Selling the sport might take a while longer.
During the lockout, disgruntled Buffalo fan Doug Sitler sold more than 15,000 magnetic car ribbons that read: "I need my hockey fix(ed)."
"I think it's going to take a little bit of time for people to get back in the swing of things," he said. "But sports fans are pretty fickle. They have short memories. They really do."
It took all night and then some for the final round of negotiations to produce an agreement.
The sides met for 10 straight days in New York, and it became clear Wednesday morning -- the 301st day of the lockout -- that they weren't going to leave the room without an agreement.
The expected salary cap likely will have a ceiling of $37 million to 39.5 million and a minimum of $22 million to 22.4 million.

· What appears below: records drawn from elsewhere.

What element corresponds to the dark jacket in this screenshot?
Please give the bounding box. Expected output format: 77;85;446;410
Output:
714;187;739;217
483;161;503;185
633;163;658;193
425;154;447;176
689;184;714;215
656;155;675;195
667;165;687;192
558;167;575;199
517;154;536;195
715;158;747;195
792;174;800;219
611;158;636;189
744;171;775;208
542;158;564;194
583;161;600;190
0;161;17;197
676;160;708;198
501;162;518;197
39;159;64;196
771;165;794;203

Player salaries will not exceed 54 percent of league-wide revenues, expected to be around $1.8 billion. Players will also put money into escrow, and after each season that will be used to balance out the set percentage based on actual revenues.
Bettman warned in February that offers the union passed up were better than any it would see once a year of hockey was lost.
Just days before the season was wiped out, the players' association said for the first time it would accept a salary cap if the league dropped its desire to link player costs to revenues.
That started a wild week that included the cancellation of the season Feb. 16 and a false hope three days later that it would be saved. Even Wayne Gretzky and Mario Lemieux -- superstars turned executives -- couldn't resurrect it during an emergency bargaining session in New York.
Negotiations resumed in mid-March.
Bettman promised "cost certainty" in the form of a hard salary cap to the owners, and he has gotten it.
The landscape of the NHL will be quite different than it was in June 2004, when the Tampa Bay Lightning skated off with the Stanley Cup in the league's last game before the lockout. For the first time since a flu epidemic in 1919, there was no Stanley Cup champion in 2005.
When the league relaunches in the fall, it will do so with a new salary structure that keeps high-spending teams such as Detroit, Toronto, Philadelphia and the New York Rangers in check.
The first order of business after ratification will be to get a majority of the players signed. The belief is that last season's contracts will be wiped from the books, leaving many players without deals.
Those who are still under contract will have their salaries reduced by 24 percent, a concept first proposed by the union last December. Some high-priced players will also be on the market as teams pare payrolls to get down to the cap.
Even with the salary rollback, nine teams would've been over the cap based on payrolls at the end of the 2003-04 season.
There will also be rules changes, some that could include the size of goaltender equipment to a shootout to eliminate tie games.
"Our focus right now, from the coaches' standpoint, is we're waiting to see what our roster is going to look like and what the playing rules are going to look like," Hitchcock said.
The draft was supposed to be held last month in Ottawa, and the Canadian capital might get to host the event soon.
Junior hockey phenom Sidney Crosby is the consensus choice to be the No. 1 pick. Where he goes will be determined by a weighted draft lottery that will give each team some opportunity to snag him.
NBC will start its two-year television deal a year late, but the NHL still needs to find a cable partner.
"We are thrilled for the fans that hockey is returning to the ice, and we're delighted to be the network television partner of the NHL as it moves into what I believe will be an exciting new era," NBC Sports chairman Dick Ebersol said.
The deal finally came during sport's biggest lull of the year -- the baseball All-Star break.
The NHL probably won't hold such an event until 2007. Next year's All-Star Game is expected to be replaced by an Olympic break, allowing for players to represent their countries in Turin, Italy.
Information from The Associated Press was used in this report.